Has the existence of non-voting or supervoting shares made the difference between the exercise of editorial freedom and the suppression of First Amendment rights in the larger societal context, and has it prevented undue influence by financial and investment interests and takeover by huge conglomerates? It is difficult to say without knowing the detailed histories of all these companies and measuring the degree of confluence between undue editorial suppression and censorship and the existence of voting control by management. Apparently, some institutional investors (and there may be others) refuse to invest in companies with “dual share” capital structures.10 The limited information presented in the chart would seem to suggest that in the case of the New York Times and Washington Post, in particular, the maintenance of voting control made possible by their dual-share capital structures may have extended the tenure of the founding families in management and forestalled these media companies’ absorption into multinational conglomerates.

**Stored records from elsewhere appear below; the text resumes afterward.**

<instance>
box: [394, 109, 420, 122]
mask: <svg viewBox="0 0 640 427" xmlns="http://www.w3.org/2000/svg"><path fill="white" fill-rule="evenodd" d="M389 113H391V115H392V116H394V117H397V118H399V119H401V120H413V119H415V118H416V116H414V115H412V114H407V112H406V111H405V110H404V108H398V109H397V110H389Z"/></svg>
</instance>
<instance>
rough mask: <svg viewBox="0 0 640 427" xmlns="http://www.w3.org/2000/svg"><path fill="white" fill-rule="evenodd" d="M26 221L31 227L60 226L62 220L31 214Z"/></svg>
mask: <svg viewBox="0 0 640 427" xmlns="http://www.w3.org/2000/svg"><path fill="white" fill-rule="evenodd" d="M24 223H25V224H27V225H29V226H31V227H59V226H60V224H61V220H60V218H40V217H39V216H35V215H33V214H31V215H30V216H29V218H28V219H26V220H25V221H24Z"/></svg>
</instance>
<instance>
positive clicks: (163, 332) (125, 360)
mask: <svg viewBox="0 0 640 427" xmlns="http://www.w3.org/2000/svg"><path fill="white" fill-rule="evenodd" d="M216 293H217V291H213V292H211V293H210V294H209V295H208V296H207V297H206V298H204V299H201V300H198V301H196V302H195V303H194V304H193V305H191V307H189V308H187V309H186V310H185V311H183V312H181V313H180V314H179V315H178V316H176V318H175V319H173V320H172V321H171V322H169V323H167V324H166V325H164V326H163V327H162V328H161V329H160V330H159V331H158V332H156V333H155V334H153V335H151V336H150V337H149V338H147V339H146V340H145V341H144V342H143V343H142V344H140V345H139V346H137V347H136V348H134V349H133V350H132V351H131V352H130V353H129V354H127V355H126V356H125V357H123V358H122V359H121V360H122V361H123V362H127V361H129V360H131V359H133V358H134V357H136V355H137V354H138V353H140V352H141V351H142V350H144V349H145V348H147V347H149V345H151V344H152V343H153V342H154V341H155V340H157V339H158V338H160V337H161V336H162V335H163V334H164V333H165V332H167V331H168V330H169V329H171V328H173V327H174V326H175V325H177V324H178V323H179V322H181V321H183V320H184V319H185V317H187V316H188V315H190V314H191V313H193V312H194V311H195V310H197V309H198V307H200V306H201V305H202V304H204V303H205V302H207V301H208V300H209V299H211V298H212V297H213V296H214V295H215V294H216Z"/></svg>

1 Some of the biggest stories of our time in this regard that went largely unreported are:
• The absence of reliable and compatible database and information reporting systems in key government agencies, including the US Treasury and the Department of Housing and Urban Development (a state that has been made public by the General Accountability Office and various reports by agency inspectors general on numerous occasions);
• Repeated instances of “unaccountable adjustments against Treasury” in the billions of dollars;
• The failure of the executive branch to enforce laws that require public accountability and disclosure, audited federal financial statements and integrity in the budgeting process;
• The failure of members of Congress to withhold funding for errant executive branch agencies, to exercise oversight responsibilities in relation to HUD, Ginnie Mae and the government sponsored entities whose mortgage insurance activities were, apparently, subject to a full faith and credit obligation of the federal government in the form of a “moral obligation” or “too big to fail” doctrine;
• Corruption in the Department of Justice and other enforcement and regulatory agencies, resulting in prosecution or selective investigation of those critical of government and failure to prosecute federal contractors and others guilty mortgage and federal housing program fraud, breach of federal contracts and contracting fraud and violation of lobbying and election laws;
• Rubber-stamping of many of the foregoing lapses by members of the judicial branch; and
• The silencing and oppression of those who have attempted to institute reforms.
2 There is also a need to protect significant investors from efforts by third parties to incite or coerce them into bringing such pressure. If they don’t have it, they can’t use it.
3 Which, after 12 years as a public company, went private in 2006
4 Rupert Murdock’s company, which has both voting and nonvoting stock listed on the New York Stock Exchange and is the only company on the Australian Stock Exchange permitted to list nonvoting shares, although there is a proposal to permit other such listings. See, the link to a report on the proposal in the “News Corp.” listing in the chart.
5 Which also has with both voting and nonvoting stock held by the public.
6 Which had its shares de-listed from the New York Stock Exchange in May, 2008 for financial problems that resulted in an inability to satisfy listing standards.
7 Similarly, 95% of the Pulitzer family Class B management stock and 93% of the Scripps family Class B management stock was held in voting trusts.
8 Management-class shares also were fully convertible at the option of the holder into public-class shares, thereby enabling management to sell shares to the public.
9 See citation in the chart in the Dow Jones section.
10 See, Andrew Osterland, “Class Struggle – use of supervoting rights – Brief Article,” CFO: Magazine for Senior Financial Executives, October, 2001.